The McDowells were among the wealthier families in Kentucky and desired to live in a gracious and cultivated style. They envisioned Ashland as a modern place of beauty, both of form and function. Their sophisticated ideas of beauty, function, and appropriateness would dictate their choices. Many of those ideas manifested in such impermanent things as furnishings and wall treatments, but also in dramatic and more permanent structural changes such as the removal of walls, replacement and addition of staircases, and the construction of a conservatory onto the back of the mansion. The McDowells were clearly unafraid to modify Ashland, even to the point of slightly altering Clay’s Federal floor plan that James had been so careful to preserve. They were interested in modernizing through the creation of a sense of spaciousness. ‘Open planning’ was a significant architectural innovation during the 1870s and 1880s and the McDowells utilized this concept to enhance Ashland’s interior spaces. They had not wanted to drastically change Ashland’s floor plan, but they maximized the existing spaces for a modern effect. The entrance hall, drawing room, and dining room were united—all doors open wide—as one expansive public space for entertaining. Previously less-public rooms, such as those in the library wing, were now open wide to visitors. Replacing the central staircase dramatically opened up the entrance area of the house as well. Smaller, less invasive changes were made, too, such as the addition of a full-length mirror in the entrance hall that reflected light and gave the illusion of a larger space.
The McDowells made Ashland as elegant as possible, transforming the mansion into a fin de siècle showcase of sophistication as they embraced a mix of decorative styles: the late-Victorian and Eastlake styles, but particularly the Aesthetic Style that was popular at the end of the nineteenth century. Oriental carpets, “Japanesque” patterned anaglypta, potted palms, art pottery, portières, richly colored wall finishes and thinly slatted hardwood floors comprised this look—and found their places at Ashland.

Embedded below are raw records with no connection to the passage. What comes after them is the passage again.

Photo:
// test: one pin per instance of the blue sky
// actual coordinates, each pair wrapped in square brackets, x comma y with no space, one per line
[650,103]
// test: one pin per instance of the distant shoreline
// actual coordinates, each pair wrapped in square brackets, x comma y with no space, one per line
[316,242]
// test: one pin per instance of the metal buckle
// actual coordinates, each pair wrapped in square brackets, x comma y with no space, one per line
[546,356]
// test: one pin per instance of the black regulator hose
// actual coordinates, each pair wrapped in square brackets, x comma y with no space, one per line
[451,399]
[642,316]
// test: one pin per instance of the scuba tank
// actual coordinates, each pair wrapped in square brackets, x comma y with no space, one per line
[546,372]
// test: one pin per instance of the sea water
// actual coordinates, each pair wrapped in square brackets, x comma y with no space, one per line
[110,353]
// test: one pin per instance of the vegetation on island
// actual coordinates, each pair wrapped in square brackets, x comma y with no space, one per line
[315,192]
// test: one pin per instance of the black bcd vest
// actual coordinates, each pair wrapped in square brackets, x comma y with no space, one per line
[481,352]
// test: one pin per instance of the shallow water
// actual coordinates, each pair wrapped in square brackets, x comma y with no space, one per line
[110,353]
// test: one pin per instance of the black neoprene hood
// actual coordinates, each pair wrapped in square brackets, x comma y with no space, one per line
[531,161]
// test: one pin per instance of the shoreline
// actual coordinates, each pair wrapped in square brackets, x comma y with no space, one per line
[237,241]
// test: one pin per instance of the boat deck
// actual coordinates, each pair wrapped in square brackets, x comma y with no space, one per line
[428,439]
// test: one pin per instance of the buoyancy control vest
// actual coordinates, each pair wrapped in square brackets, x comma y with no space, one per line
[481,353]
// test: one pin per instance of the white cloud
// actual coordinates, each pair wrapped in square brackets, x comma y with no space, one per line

A further catalyst for change in the 1880s was the availability of new technology. While James had added such upgrades as coal-burning fireplaces and probably an updated indoor kitchen, the McDowells would dramatically usher Ashland into the twentieth century. Many modern upgrades were regarded as necessary in late nineteenth-century upper-class homes. Privies, outdoor kitchens, and oil lamp lighting may have been perfectly respectable in Henry Clay’s period, but would be looked upon as woefully primitive by the end of the century. The McDowells possessed the means to modernize the house and to do it with style. Modern innovations allowed them to make Ashland a much more habitable place than it had ever been with the addition of indoor plumbing, central heating, gas (and later, electric) lighting, and telephone service. Because the estate was too distantly located for municipal gas service, the McDowells introduced gas lighting to Ashland with the innovative Springfield “gas works” Machine system buried in the front yard which supplied vaporized gas to all the light fixtures in the home. They replaced virtually all of the light fixtures in the house with elegant gas lamps and chandeliers of European stained and beveled glass, brass and silver plate, and elaborate globes. From the dramatic vaulted ceiling in the library, they installed an exotic serpent-shaped gasolier fixture.
The conservatory was installed by the McDowells in 1883. The sleeping porch above was added much later and deemed too hazardous for use by Madeline McDowell Breckinridge.
The new McDowell Ashland, while not as sumptuously Victorian as James and Susan’s, was, all the same, much more dazzling than Henry Clay’s original. An 1883 guest described the net effect of their changes: “Ashland is a beautifully planned house for entertaining—five rooms ‘en suite.’ Friday night it presented a most magnificent appearance. The whole house thrown open, brilliantly lighted, elegantly furnished, and filled with rare and beautiful gems, and decorated with the greatest profusion of exquisite flowers and blooming plants. The drawing room opens into a conservatory filled with palms and rare plants of every variety, and lighted with gas lights…” (Lexington (Ky.) Weekly Press, 16 May 1883.)